Yemen se calienta: los hutíes avanzan y amenazan una ruta clave del comercio mundial

Imagen: infobae mundo
La escalada hutí en Yemen ya dejó más de 300 muertos y reactivó una guerra que amenaza rutas marítimas clave del Mar Rojo. El avance sobre Moca y la presión hacia Bab el Mandeb elevan el riesgo regional justo cuando el gobierno intenta recuperar terreno.
La ofensiva de los rebeldes hutíes en Yemen ha dejado ya más de 300 muertos y está empujando el conflicto hacia un punto especialmente delicado: el control de corredores estratégicos para el comercio y la seguridad marítima en el Mar Rojo. Según informó Infobae Mundo, el objetivo de los insurgentes respaldados por Irán es cortar el acceso al puerto de Moca y abrirse paso hacia el estrecho de Bab el Mandeb, una de las arterias más sensibles del tráfico global de mercancías y energía. No se trata solo de una disputa territorial: lo que ocurre en Yemen vuelve a tener impacto directo sobre una ruta por la que circula buena parte del comercio entre Asia, Europa y Medio Oriente.
De acuerdo con la información disponible, el gobierno yemení sostiene que ha logrado recuperar posiciones clave en Al Hudeida y Al Jawf, dos frentes que en este momento resultan decisivos para frenar el avance de los hutíes.
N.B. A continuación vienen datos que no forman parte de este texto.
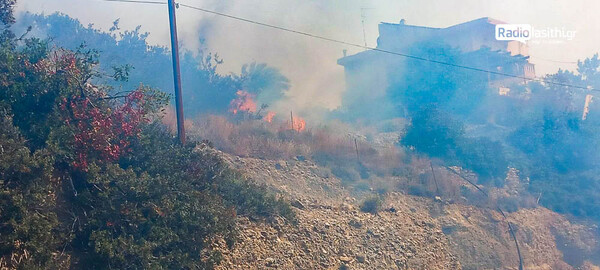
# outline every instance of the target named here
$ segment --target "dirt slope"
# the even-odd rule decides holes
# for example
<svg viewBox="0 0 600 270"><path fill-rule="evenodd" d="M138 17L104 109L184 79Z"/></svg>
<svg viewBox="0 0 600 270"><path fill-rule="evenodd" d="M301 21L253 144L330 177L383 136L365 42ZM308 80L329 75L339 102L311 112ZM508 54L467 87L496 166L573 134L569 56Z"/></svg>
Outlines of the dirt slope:
<svg viewBox="0 0 600 270"><path fill-rule="evenodd" d="M224 251L221 269L518 269L507 223L496 211L392 193L384 211L362 213L359 199L309 160L223 156L288 198L299 223L240 220L241 242ZM590 261L600 258L597 228L543 207L508 219L525 269L599 269Z"/></svg>

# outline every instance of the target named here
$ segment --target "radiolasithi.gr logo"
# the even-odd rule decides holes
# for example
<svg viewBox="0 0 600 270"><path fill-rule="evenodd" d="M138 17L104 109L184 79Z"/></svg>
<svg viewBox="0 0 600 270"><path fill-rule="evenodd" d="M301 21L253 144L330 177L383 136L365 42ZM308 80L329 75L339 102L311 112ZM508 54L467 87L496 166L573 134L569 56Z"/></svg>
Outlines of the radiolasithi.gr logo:
<svg viewBox="0 0 600 270"><path fill-rule="evenodd" d="M525 42L533 35L529 24L496 24L496 40L517 40Z"/></svg>
<svg viewBox="0 0 600 270"><path fill-rule="evenodd" d="M497 24L495 35L496 40L562 43L564 40L573 40L575 33L577 31L567 30L565 27L533 28L530 24Z"/></svg>

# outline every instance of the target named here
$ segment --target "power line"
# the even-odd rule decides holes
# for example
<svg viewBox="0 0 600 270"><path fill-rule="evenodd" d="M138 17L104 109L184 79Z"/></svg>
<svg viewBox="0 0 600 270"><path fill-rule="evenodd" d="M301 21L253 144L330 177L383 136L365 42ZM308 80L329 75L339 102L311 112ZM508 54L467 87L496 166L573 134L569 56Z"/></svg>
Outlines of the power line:
<svg viewBox="0 0 600 270"><path fill-rule="evenodd" d="M157 1L145 1L145 0L100 0L104 2L122 2L122 3L136 3L136 4L159 4L166 5L166 2L157 2Z"/></svg>
<svg viewBox="0 0 600 270"><path fill-rule="evenodd" d="M166 4L164 2L152 2L152 1L143 1L143 0L102 0L102 1L127 2L127 3L145 3L146 2L146 3L152 3L152 4ZM484 72L484 73L494 74L494 75L499 75L499 76L504 76L504 77L522 79L525 81L534 81L534 82L547 83L547 84L552 84L552 85L557 85L557 86L564 86L564 87L571 87L571 88L600 92L600 89L595 89L592 87L572 85L572 84L568 84L568 83L550 81L550 80L545 80L545 79L541 79L541 78L528 78L525 76L508 74L508 73L503 73L503 72L498 72L498 71L493 71L493 70L487 70L487 69L476 68L476 67L465 66L465 65L458 65L458 64L448 63L448 62L439 61L439 60L435 60L435 59L429 59L429 58L425 58L425 57L414 56L414 55L389 51L389 50L385 50L385 49L380 49L380 48L376 48L376 47L360 45L360 44L351 43L351 42L338 40L338 39L334 39L334 38L329 38L329 37L325 37L325 36L319 36L319 35L311 34L308 32L294 30L291 28L285 28L285 27L268 24L268 23L263 23L263 22L259 22L259 21L254 21L254 20L250 20L250 19L246 19L246 18L242 18L242 17L238 17L238 16L233 16L233 15L229 15L226 13L217 12L217 11L213 11L213 10L208 10L208 9L204 9L204 8L200 8L200 7L196 7L196 6L192 6L192 5L188 5L188 4L178 3L178 5L189 8L189 9L193 9L193 10L197 10L197 11L201 11L201 12L205 12L205 13L209 13L209 14L213 14L213 15L218 15L218 16L222 16L222 17L226 17L226 18L230 18L230 19L234 19L234 20L238 20L238 21L242 21L242 22L247 22L247 23L251 23L251 24L255 24L255 25L259 25L259 26L264 26L264 27L268 27L268 28L272 28L272 29L277 29L277 30L281 30L281 31L289 32L289 33L303 35L303 36L307 36L307 37L311 37L311 38L315 38L315 39L325 40L325 41L338 43L338 44L342 44L342 45L347 45L347 46L352 46L352 47L356 47L356 48L367 49L367 50L372 50L372 51L376 51L376 52L401 56L401 57L405 57L405 58L409 58L409 59L426 61L426 62L431 62L431 63L435 63L435 64L440 64L440 65L445 65L445 66L450 66L450 67L455 67L455 68L461 68L461 69L465 69L465 70L477 71L477 72Z"/></svg>

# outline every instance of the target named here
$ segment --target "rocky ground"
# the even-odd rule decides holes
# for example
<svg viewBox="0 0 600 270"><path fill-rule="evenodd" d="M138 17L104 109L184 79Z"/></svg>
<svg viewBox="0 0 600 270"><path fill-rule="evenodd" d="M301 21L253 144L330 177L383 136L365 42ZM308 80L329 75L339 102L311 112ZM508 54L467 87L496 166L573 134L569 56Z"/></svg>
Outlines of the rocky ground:
<svg viewBox="0 0 600 270"><path fill-rule="evenodd" d="M518 269L507 222L493 210L403 193L378 214L326 168L304 158L267 161L223 154L251 180L288 198L298 224L240 218L240 242L220 269ZM600 269L597 228L546 208L508 214L525 269Z"/></svg>

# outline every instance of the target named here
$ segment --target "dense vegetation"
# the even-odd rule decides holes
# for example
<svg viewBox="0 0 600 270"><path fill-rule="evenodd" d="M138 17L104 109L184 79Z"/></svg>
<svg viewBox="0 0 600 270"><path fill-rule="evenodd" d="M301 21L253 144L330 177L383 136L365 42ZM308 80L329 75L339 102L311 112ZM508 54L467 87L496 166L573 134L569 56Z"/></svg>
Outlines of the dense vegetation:
<svg viewBox="0 0 600 270"><path fill-rule="evenodd" d="M173 93L171 55L168 48L149 45L149 33L141 28L121 30L115 20L108 32L81 23L64 14L40 15L24 13L14 25L15 31L32 27L30 35L50 38L51 45L70 50L82 43L100 52L102 70L126 75L129 80L106 81L115 88L136 88L139 82L167 93ZM238 90L256 95L258 105L272 105L289 88L289 81L279 70L265 64L244 65L239 74L221 75L216 72L223 63L217 54L199 48L196 52L182 50L181 74L186 116L199 113L226 113ZM152 74L152 76L148 76Z"/></svg>
<svg viewBox="0 0 600 270"><path fill-rule="evenodd" d="M0 3L6 28L14 1ZM207 269L236 215L294 220L207 144L177 144L163 92L115 89L100 82L126 72L107 75L94 50L3 30L0 268Z"/></svg>

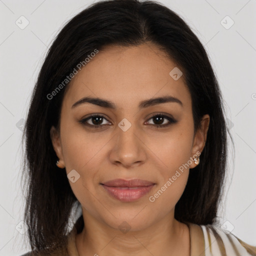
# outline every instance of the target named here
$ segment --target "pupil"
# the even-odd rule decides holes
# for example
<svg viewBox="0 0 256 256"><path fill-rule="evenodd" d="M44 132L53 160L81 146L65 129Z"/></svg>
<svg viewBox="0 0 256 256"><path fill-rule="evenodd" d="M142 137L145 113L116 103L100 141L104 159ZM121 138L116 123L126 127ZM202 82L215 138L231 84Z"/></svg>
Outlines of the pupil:
<svg viewBox="0 0 256 256"><path fill-rule="evenodd" d="M161 123L161 122L162 122L162 116L160 116L160 118L158 117L158 116L156 116L154 118L154 120L156 120L157 121L156 121L156 122L158 123L157 124L159 124L159 121L160 121L160 123ZM162 124L162 123L161 123Z"/></svg>
<svg viewBox="0 0 256 256"><path fill-rule="evenodd" d="M100 116L94 116L92 118L92 122L94 124L98 124L98 122L101 121L102 119L102 118ZM96 120L96 122L94 122Z"/></svg>

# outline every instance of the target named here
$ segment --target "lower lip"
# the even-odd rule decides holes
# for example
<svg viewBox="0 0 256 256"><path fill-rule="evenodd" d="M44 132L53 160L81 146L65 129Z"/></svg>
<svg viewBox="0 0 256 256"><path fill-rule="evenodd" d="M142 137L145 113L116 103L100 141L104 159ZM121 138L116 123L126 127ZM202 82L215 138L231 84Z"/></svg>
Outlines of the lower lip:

La cifra de más de 300 muertos da una idea de la intensidad de los combates y del costo humano de una guerra que lleva años desangrando al país, pero que ahora suma una dimensión más amplia: la disputa por los puertos y los pasos marítimos. El control de Moca y la presión sobre Bab el Mandeb no solo tendrían valor militar, sino también económico y geopolítico, porque permitirían a los hutíes consolidar capacidad de bloqueo o de amenaza sobre una zona que ya es frágil por definición.
El trasfondo de esta escalada es más grande que Yemen. Desde hace años, el conflicto ha funcionado como uno de los tableros donde se cruzan intereses de Irán, Arabia Saudita y otras potencias regionales, y cualquier avance de una facción armada en esa geografía tiene consecuencias que exceden sus fronteras. Bab el Mandeb, en particular, es un cuello de botella del comercio mundial: cualquier alteración en ese paso puede elevar costos logísticos, encarecer seguros marítimos y generar nuevas tensiones en una economía global que todavía carga secuelas de otras crisis de suministro. Para la población civil yemení, en cambio, la discusión es mucho más básica y brutal: sobrevivir entre bombardeos, desplazamientos y un Estado debilitado que pelea por retener territorio mientras la guerra se adapta y muta.
Lo que está ocurriendo en el oeste y el norte de Yemen confirma que el conflicto está lejos de apagarse. Si los hutíes consolidan su empuje sobre Moca y acercan su alcance a Bab el Mandeb, la guerra podría entrar en una fase todavía más peligrosa para la región y para el tráfico internacional. Si, por el contrario, el gobierno consigue sostener sus avances en Al Hudeida y Al Jawf, habrá frenado una expansión que buscaba convertir una ofensiva local en un pulso de alcance regional. En cualquiera de los escenarios, el mensaje es el mismo: Yemen sigue siendo una herida abierta en Medio Oriente, y cada movimiento en su mapa militar puede sentirse mucho más allá de sus fronteras.